A number of recent developments at both the UK and EU level mean that data protection compliance needs to be high on the corporate agenda. The standards for best practice are getting higher and the enforcement activity of the Information Commissioner's Office is increasing.

Information Commissioner publicly "names and shames" companies for poor data security

Due to the recent spate of recent high profile data leaks, the Information Commissioner's Office (ICO) is very publicly pursuing breaches of the Act. Recent ICO actions include:

  • In January 2008, Marks & Spencer (M&S) was ordered to ensure all laptop hard drives are fully encrypted by April 2008. This follows on from the theft of a laptop which contained details of the pension arrangements of 26,000 M&S employees. The ICO has also issued a general statement on his website:

"…. in future, where such losses occur and where encryption software has not been used to protect the data, enforcement action will be pursued."

The ICO's guidance makes it clear that security measures also need to be taken for portable storage devices that contain personal data (eg CD's, USBs, BlackBerrys).

  • In January 2008, Carphone Warehouse, and its sister company TalkTalk were ordered to provide better protection for customer data. Both companies had been found to be opening customer accounts in the wrong name and passing inaccurate information on to credit reference agencies and debt collection agencies. Security failings had also led to customers being able to view other customers' account details online. In addition, the ICO found that the companies had not responded to requests by individuals for information held about them.
  • In March 2007, HBOS, Alliance & Leicester, Royal Bank of Scotland, Scarborough Building Society, Clydesdale Bank, Natwest, United National Bank, Barclays Bank, Co-operative Bank, HFC Bank, Nationwide Building Society and the Post Office were all found to have improperly disposed of paper records.

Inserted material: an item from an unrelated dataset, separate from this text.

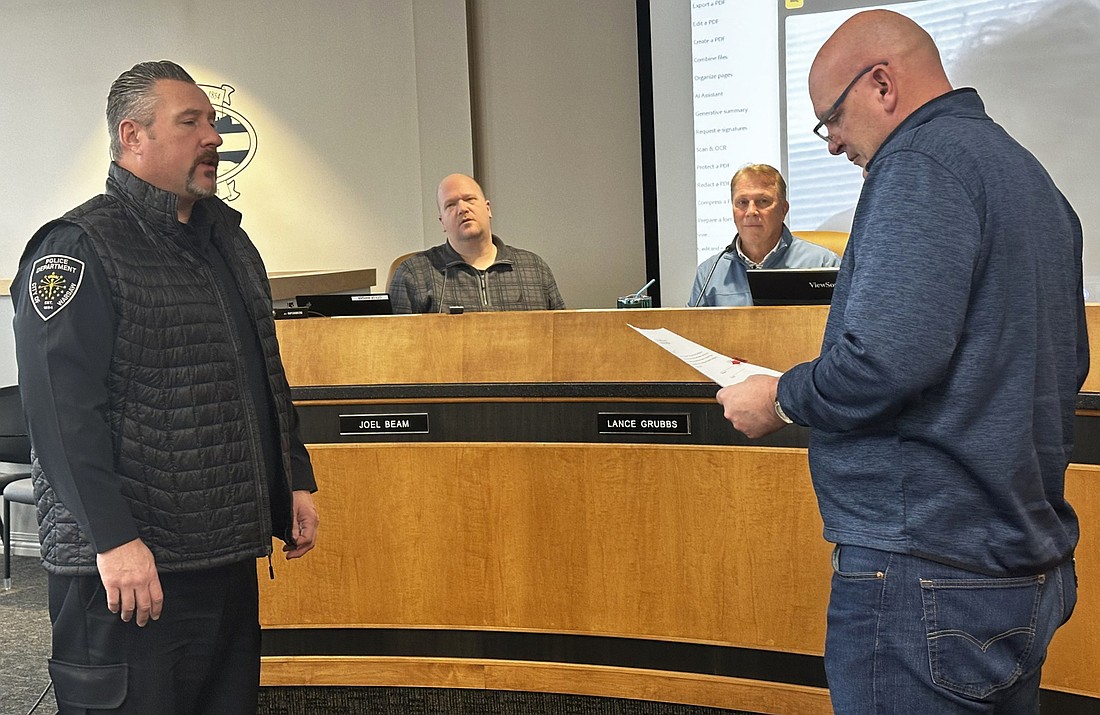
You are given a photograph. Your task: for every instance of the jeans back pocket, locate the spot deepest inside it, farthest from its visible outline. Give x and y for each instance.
(980, 631)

They were publicly named and shamed and required to sign a formal undertaking to comply with the Principles of the Data Protection Act.

In the financial services sector the Financial Services Authority (FSA) has also clamped down hard on poor data handling practices:

  • In February 2007, the Nationwide Building Society was publicly named and shamed and fined almost £1million for failing to implement adequate controls to mitigate information security risks. A laptop containing Nationwide customer data was stolen. Three weeks passed after the theft before the bank realised confidential data was on the laptop and took action to mitigate the damage.

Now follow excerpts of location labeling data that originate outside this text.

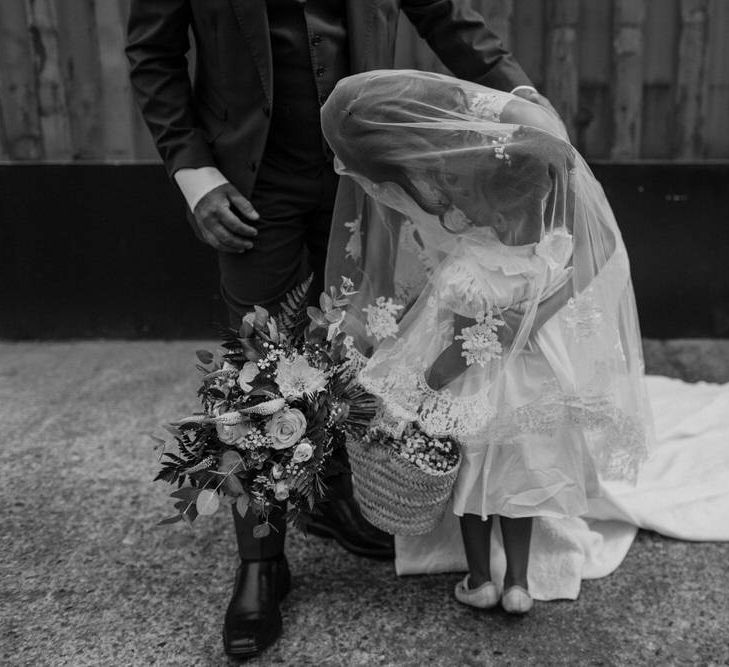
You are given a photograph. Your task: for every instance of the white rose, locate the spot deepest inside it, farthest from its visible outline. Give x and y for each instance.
(286, 427)
(303, 452)
(281, 491)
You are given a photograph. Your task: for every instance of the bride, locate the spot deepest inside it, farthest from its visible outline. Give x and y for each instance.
(494, 304)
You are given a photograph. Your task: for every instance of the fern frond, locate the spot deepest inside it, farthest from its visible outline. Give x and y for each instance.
(292, 319)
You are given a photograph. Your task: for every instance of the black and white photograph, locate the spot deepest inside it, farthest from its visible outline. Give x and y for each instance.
(364, 332)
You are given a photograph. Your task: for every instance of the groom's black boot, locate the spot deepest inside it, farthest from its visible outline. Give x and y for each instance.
(340, 518)
(253, 620)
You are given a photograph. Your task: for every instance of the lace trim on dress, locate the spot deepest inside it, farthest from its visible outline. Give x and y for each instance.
(488, 105)
(408, 397)
(616, 439)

ICO pushes for more powers and bigger penalties

In December 2007, the ICO presented a paper to Parliament calling for changes to be made to the Data Protection Act 1998. The paper includes the following proposals:

  • a penalty for knowingly or recklessly failing to comply with the data protection principles;
  • a power for the ICO to inspect a data controller (currently the ICO can only do this if invited to do so or if the ICO obtains a warrant);
  • a power for the ICO to order a data controller to undergo an independent audit;
  • enhanced enforcement powers to bring seriously unlawful processing to an immediate halt, to place formal undertakings on a statutory basis and to enable the ICO to take enforcement action to prevent breaches of the Act that are likely to occur; and
  • information notices that can be served on any person rather than just a data controller.

The UK Government seeks to get its own house in order Following on from the widely reported loss in late 2007 by Her Majesty's Revenue and Customs of the records of 25 million UK citizens claiming child benefits, the Prime Minister asked the Cabinet Secretary to establish a review into data handling procedures in Government. An Interim Report was released in mid December. The aim is to complete the full report in early 2008.

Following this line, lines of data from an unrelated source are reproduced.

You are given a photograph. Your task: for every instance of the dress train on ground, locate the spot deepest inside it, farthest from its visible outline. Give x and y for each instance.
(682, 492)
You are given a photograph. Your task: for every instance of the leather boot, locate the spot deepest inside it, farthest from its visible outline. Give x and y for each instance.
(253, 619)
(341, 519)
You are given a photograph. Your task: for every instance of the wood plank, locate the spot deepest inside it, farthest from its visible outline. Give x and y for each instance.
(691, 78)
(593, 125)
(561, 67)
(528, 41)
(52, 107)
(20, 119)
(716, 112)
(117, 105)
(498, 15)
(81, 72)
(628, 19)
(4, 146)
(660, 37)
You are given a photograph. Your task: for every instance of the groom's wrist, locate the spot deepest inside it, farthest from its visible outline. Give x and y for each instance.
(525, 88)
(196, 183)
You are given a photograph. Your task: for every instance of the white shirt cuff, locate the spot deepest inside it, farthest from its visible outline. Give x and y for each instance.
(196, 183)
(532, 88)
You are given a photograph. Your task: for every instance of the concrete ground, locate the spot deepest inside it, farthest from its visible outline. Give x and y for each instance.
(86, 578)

At the time the Cabinet Report was first commissioned the Foreign Office was also found by the ICO to be in breach of the Data Protection Act as the Foreign Office website allowed personal data of visa applicants to be viewed by others. This continuing series of data leaks from government departments mean that the Cabinet Report and data protection in general will remain a government priority for some time.

Action required

Taken in isolation each of these developments may scarcely raise a blip on the regulatory compliance radar for most businesses. Viewed collectively they make it clear that as a result of a continuing succession of high profile data leaks the standard for data protection compliance is being raised significantly (eg, encryption of all laptops). Equally as true is that the consequences of poor information governance are becoming so significant that compliance must be a priority for all businesses. In practice this means that businesses should:

  • monitor the ICO enforcement decisions to determine their impact on operational practice (eg, laptop encryption, proper records disposal, encryption of data storage devices);
  • take steps now to prepare for the likely introduction of greater ICO enforcement powers. If the ICO obtains the power to conduct or require data protection audits it will become even more important that a data handling policy is in place and that the business can demonstrate that the policy is being complied with in practice.